[rds-devel] what is rdma immediate data and how is it used ?

原文出处

Generally, rdma operations do not provide a notification to the remote host when they complete. It is possible to setup for notification - using IB native "immediate" data (4 bytes) for example - but the data size is limited.

RDS rdma immediate data is a normal RDS socket message which is guaranteed to be delivered after the rdma completes. The immediate data size is limited by the socket send message operation. Furthermore, the rdma data and immediate data are an atomic unit - either both arrive - or neither arrives.

In practice the immediate is pushed down the RDS pipe immediately ( a few instructions ) after the rdma is posted. So the immediate data is racing behind the rdma operation and in theory will arrive with very low latency between the rdma completing and the immediate data arriving.

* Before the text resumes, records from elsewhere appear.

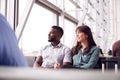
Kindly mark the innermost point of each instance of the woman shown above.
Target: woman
(85, 52)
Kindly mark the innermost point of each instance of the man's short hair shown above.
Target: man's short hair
(59, 29)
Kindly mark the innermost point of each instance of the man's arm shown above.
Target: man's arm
(38, 62)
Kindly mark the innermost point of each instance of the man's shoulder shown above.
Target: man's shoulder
(45, 46)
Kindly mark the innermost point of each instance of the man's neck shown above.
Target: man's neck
(55, 43)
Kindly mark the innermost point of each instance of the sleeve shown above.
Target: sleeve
(67, 55)
(93, 59)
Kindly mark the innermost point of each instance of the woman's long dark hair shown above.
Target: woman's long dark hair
(85, 29)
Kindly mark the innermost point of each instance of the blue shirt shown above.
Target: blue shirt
(88, 60)
(10, 54)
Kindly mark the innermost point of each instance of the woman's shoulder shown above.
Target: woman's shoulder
(95, 48)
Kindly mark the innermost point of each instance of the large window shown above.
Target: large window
(69, 35)
(36, 29)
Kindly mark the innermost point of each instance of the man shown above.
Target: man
(116, 49)
(10, 54)
(55, 54)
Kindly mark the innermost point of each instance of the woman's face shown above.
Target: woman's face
(81, 36)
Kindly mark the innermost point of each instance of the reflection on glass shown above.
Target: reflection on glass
(36, 29)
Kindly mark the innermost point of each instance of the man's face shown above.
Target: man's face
(53, 35)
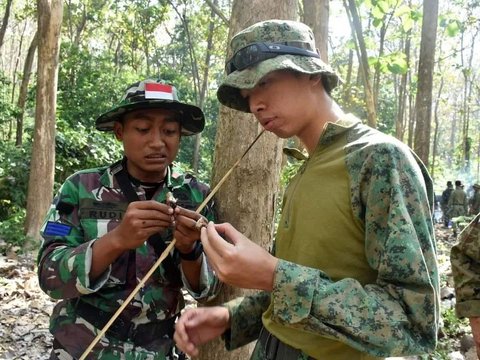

So what is the immediate data good for ?

Well for one, the client requesting the rdma would like to know when the rdma has completed. So generally, the immediate data is a message from the rdma server which contains some identifier that the rdma client provided, of which the rdma client can use to recognize the operation completing and do things like free the rdma key, and if the rdma is incoming, process the data and free the buffer, etc.

Consider the case of an rdma server used to implement a simple zero copy disk block server over zero copy RDS sockets.

To read a disk block, the rdma client requests that the rdma server issue a disk read and then issue an rdma write back to the rdma client, and send a completion message (immediate data) indicating the write read is complete - data is in rdma client memory.

So how does the rdma disk server know when the rdma read is complete - assuming it's not a sync rdma read - or sync rds barrier operation - and that rdma server is not polling via the rds barrier operation ?

Via a common completion model implemented via poll() !

Poll() can wait for:

a) incoming messages (pollin) b) send space available (pollout) c) any rdma completion or a specific rdma completion (pollin) d) congestion removed from a destination (pollin)

To write a disk block, the rdma client requests that the rdma server issue an rdma read from rdma client host memory into the rdma server memory, and then to issue the disk write and send back a completion message. What's interesting in this case is that the immediate data which could be sent as part of the rdma read is optional (could be send size of zero). If the immediate data is sent, the rdma client would know that the rdma server has completed pulling the data from the rdma client host memory - so it's possible for the rdma client to re-use the write buffer at that point. Of course this assumes that either the rdma client is willing to live possible data loss in light of a path failure - or that the rdma disk server is guaranteeing to commit the data. When the actual disk write completes a separate completion message is sent back to the rdma client.